Darcy spent the majority of every social engagement standing against the wall, glowering at the company, refusing to dance, and begging the question of why he even bothered to attend.
But that was neither here nor there and no one deigned to reply to Amelia, so she sighed and lamented her choice in footwear quietly to herself. When Lord and Lady Nansen took their leave and sauntered off, the duchess turned and fixed her cool, blue eyes on Amelia.
“You might endeavor to be a touch more gracious, Lady Amelia.”
The Duchess always said everything in perfectly worded, excruciatingly polite phrases. Translation: Lord above, Amelia, stop acting like a brat.
“I’m just . . . bored.”
And homesick. And unhappy. And dreading the future you have planned for me. And a dozen other feelings one does not mention when one is at a ball.
“Bored?” The duchess arched her brows. “How on earth can you be bored by all this?” She waved her hand elegantly, to indicate everything surrounding them. “Is all the splendor, music, and the company of the best families in the best country not enough for you? I cannot imagine that you had such elegance and luxuries in the provinces.”
Everyone here still referred to her home country as the provinces, or the colonies, or as the remote American backwater plagued by heathens, when Amelia knew that it was a beautiful country full of forthright, spirited people. It was her true home.

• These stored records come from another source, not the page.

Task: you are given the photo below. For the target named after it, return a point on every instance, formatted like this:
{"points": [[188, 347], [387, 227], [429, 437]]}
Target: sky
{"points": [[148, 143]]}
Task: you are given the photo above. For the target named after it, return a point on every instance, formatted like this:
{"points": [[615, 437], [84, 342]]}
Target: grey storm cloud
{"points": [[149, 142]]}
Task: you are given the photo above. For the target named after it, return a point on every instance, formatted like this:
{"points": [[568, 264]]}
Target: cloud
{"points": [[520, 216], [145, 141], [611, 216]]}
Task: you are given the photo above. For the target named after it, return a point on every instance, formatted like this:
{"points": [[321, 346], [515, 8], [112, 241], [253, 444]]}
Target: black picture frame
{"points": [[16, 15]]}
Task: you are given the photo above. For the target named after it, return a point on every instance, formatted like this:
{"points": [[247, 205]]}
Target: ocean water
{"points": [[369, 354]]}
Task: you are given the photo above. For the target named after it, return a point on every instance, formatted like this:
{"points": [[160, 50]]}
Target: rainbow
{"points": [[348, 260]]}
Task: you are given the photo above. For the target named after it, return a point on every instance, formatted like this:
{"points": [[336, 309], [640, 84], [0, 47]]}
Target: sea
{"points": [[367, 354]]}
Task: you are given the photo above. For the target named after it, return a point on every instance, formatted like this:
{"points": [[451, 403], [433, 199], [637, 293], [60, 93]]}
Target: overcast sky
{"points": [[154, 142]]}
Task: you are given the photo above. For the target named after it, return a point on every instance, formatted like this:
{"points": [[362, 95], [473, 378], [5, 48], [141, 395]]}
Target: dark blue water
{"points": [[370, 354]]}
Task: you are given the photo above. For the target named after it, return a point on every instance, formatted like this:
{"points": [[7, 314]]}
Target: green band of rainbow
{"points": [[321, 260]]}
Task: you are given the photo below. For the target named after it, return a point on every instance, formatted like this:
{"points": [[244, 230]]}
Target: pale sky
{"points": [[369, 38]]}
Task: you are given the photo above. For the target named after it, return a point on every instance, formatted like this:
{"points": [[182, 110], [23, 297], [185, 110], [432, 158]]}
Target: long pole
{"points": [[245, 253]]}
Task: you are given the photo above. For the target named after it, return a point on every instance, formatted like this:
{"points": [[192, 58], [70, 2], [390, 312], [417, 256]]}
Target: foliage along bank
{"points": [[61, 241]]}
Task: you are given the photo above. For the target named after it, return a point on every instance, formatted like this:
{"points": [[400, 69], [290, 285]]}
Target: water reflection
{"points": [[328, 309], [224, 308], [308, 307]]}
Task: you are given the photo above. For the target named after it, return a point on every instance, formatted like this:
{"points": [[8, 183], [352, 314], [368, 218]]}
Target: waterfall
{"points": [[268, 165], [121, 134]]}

They operated under the impression that there was no greater fun to be had than getting overdressed and gossiping with the same old people each night, in crowded ballrooms in a crowded city.

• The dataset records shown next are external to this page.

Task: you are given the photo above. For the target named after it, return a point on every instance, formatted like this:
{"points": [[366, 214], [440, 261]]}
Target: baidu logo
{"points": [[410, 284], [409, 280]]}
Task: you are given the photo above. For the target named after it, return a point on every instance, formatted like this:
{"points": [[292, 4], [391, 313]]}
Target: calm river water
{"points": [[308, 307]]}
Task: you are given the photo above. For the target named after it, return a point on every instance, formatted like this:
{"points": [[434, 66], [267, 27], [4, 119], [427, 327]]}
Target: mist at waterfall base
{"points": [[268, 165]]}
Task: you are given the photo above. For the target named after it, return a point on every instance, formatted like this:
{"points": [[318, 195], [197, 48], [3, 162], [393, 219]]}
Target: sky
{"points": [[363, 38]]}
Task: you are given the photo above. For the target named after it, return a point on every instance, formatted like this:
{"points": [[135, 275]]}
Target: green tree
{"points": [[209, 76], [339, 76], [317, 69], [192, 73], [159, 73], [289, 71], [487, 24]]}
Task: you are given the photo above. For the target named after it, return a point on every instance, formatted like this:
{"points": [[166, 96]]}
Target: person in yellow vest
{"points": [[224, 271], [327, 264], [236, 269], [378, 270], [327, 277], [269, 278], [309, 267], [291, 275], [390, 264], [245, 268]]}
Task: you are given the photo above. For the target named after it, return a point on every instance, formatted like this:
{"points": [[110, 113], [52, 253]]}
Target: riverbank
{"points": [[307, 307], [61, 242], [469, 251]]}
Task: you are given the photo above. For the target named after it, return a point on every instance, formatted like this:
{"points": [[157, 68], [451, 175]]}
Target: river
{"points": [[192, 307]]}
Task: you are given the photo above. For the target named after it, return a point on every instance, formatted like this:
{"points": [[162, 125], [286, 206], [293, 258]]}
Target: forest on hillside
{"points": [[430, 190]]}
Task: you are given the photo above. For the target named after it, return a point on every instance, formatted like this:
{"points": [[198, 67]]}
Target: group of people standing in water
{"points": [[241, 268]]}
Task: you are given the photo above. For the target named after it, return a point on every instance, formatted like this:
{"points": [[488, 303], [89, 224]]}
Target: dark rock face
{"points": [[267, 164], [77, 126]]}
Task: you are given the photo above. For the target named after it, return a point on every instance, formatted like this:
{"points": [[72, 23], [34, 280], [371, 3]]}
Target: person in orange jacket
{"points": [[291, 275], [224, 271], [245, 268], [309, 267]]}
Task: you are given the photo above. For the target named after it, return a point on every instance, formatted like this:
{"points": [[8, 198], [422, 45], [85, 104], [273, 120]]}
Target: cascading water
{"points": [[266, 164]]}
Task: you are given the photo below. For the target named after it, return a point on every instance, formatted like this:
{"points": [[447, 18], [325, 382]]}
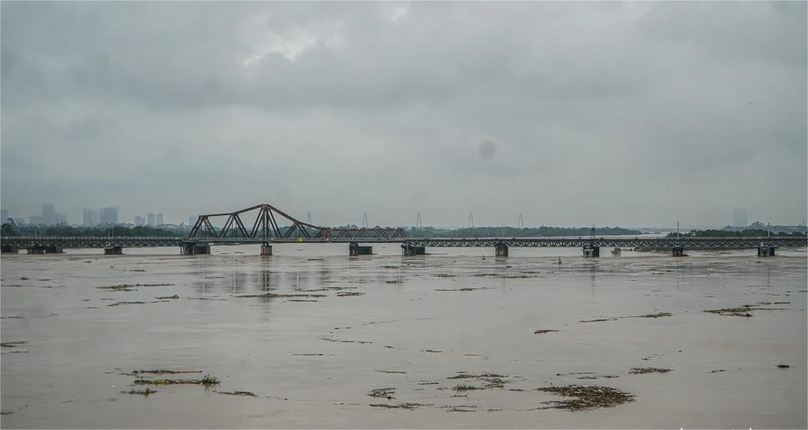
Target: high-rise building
{"points": [[108, 215], [739, 218], [90, 217], [49, 213]]}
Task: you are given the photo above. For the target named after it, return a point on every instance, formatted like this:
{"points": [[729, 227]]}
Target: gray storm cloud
{"points": [[570, 113]]}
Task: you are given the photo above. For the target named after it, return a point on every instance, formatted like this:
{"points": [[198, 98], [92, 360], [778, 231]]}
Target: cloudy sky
{"points": [[630, 114]]}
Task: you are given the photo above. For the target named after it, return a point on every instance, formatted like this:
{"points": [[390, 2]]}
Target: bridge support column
{"points": [[409, 251], [591, 251], [765, 251], [113, 250], [354, 249], [9, 249], [194, 248]]}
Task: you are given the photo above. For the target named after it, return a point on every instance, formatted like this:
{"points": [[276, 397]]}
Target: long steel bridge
{"points": [[272, 226]]}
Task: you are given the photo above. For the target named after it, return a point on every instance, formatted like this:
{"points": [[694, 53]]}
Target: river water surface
{"points": [[310, 337]]}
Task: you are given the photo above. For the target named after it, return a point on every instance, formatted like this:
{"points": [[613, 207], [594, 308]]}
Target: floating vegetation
{"points": [[273, 295], [587, 397], [126, 303], [12, 344], [464, 387], [145, 392], [349, 294], [460, 289], [210, 380], [644, 370], [237, 393], [407, 406], [385, 393], [163, 372], [743, 311], [206, 380], [656, 315]]}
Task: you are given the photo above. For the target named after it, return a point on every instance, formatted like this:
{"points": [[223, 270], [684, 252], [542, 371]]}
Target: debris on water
{"points": [[385, 393], [407, 406], [587, 397], [644, 370], [163, 372], [349, 294], [656, 315], [236, 393], [145, 392], [12, 344], [273, 295], [460, 289], [206, 380], [601, 320]]}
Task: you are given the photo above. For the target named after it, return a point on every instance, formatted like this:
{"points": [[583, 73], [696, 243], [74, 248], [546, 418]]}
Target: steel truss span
{"points": [[605, 242], [272, 224]]}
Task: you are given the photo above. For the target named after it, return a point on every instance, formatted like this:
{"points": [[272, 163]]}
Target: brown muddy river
{"points": [[310, 337]]}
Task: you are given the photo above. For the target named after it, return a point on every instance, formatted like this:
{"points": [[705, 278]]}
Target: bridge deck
{"points": [[620, 242]]}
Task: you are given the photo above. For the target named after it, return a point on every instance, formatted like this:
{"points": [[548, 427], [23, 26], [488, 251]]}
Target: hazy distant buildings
{"points": [[90, 217], [108, 215], [739, 218], [48, 213]]}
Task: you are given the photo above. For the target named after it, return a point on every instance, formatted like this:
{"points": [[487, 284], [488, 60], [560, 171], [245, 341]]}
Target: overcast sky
{"points": [[630, 114]]}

She missed summer nights back home on their farm in Maryland, when she would slip outside at night with a blanket, to look up at the vast, endless expanse of stars.
This, no matter what the duchess said, just did not compare.
Amelia shrugged.
“We already met half these people at the six other balls we have attended this week,” she said. “The other half are crashing bores.”
Crashing bores was a phrase Amelia had read in the gossip columns. The violence of it appealed to her.
“I suppose it would be too much to ask you to pretend to act like an interested and engaging young lady.” Then, turning to Lady Bridget, the duchess said, “I daresay she couldn’t.”
With that, the duchess turned away.
She turned away, leaving the words hanging in the air, floating to the ground, just waiting for
Amelia to pounce on them.
“Well that was a challenge,” Claire said.
“I’m not certain she could manage it.” Bridget sniffed.
Really? Really?
“Is that a dare?” Amelia asked, straightening up. Oh, she would pretend all right. She would pretend so well they’d all be shocked. It would give her something to do at least. “Because I will take that dare.”
“I’d like to see you try,” Bridget replied. Then, muttering under her breath she added, “For once.”
Amelia reddened. Admittedly she hadn’t been taking this whole sister-of-the-duke business seriously. But she would show them. So instead of sticking her tongue out and scowling at Bridget, Amelia stuck her nose right up in the air and turned away.